İlk aşama, bölgeye özgü olmayan küçük ölçekli test amaçlı mini bahçelerde üretime başlandı.
Başta lavanta olmak üzere birçok ürünün test aşamasını geçmesiyle çeşitli ürünlerde tarımsal faaliyete başlandı.
Ekimine 4 yıl öncesine başlanan ve yüzlerce hektara ekilen lavanta ilk hasadını verdi.

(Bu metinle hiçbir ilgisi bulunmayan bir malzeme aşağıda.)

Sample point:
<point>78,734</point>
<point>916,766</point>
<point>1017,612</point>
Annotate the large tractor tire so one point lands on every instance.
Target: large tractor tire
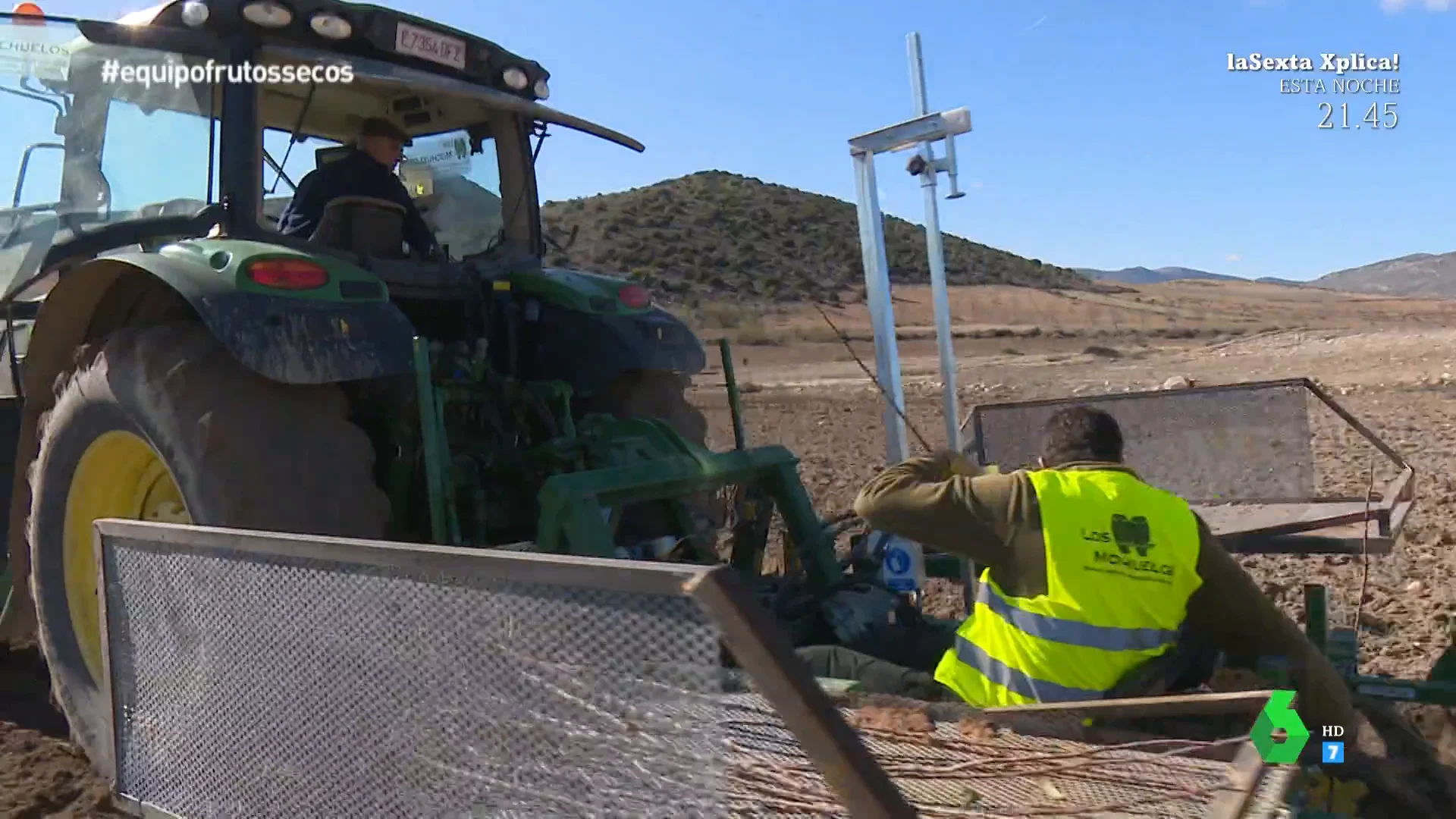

Van’ın Tuşba ilçesinde göl kıyısında yetiştirilen lavantaların ilk hasadı başlarken, Kooperatif Eşbaşkanı Mustafa Avcı temel amacın komünal toplum paradigmasına hizmet etmek olduğunu söyledi.
Kenttin iklim ve toprağına uyum sağlayan lavantanın 4’üncü yılına girdiğini söyleyen Avcı, göle yakın olmasına ve tuz oranı yüksek olan bir toprakta olmasına rağmen lavantanın yetiştiğin, verimli topraklarda ise daha iyi sonuçlar alınabileceğini söyledi. Çiftçilere gönül rahatlığıyla lavanta üretmelerini önerdiklerini dile getiren Avcı, “Bizim hesaplarımıza göre, 20 dönümlük bir alanda, aile kolektifi ile yapılan üretim sayesinde, kimseye muhtaç olmadan bir aile rahatlıkla geçimini sağlayabilir. Ayrıca lavanta çok fazla işçilik de istemiyor. Ancak şu anki sorun, çayır bitkilerinin fazlalığı. Çayırla baş edemediğimiz için lavanta çadır gibi otlarla birlikte büyüyor. Oysa lavanta sıralarında yabancı ot bulunmamalı, bu verim için önemli. Eğer aile kolektiflerini örgütleyebilirsek, her aile kendi lavantasını eker, bakımını yapar. Bu yapı zamanla kooperatifleşmeye kadar gidebilir. Çiçeği, çiçek hâliyle tüccara satabiliriz, ama tüccar genelde düşük fiyata alıp kendisi işler. Bizim hedefimiz bu değil. Biz çiçeğimizi kendimiz işleyip yağını da kendimiz çıkarmak istiyoruz. Elde ettiğimiz lavanta yağı ise kozmetik alanda kullanılabilir, lavanta kokulu sabunlar, lavanta kokulu deterjanlar gibi ürünlerde değerlendirmeyi planlıyoruz” ifadelerini kullandı.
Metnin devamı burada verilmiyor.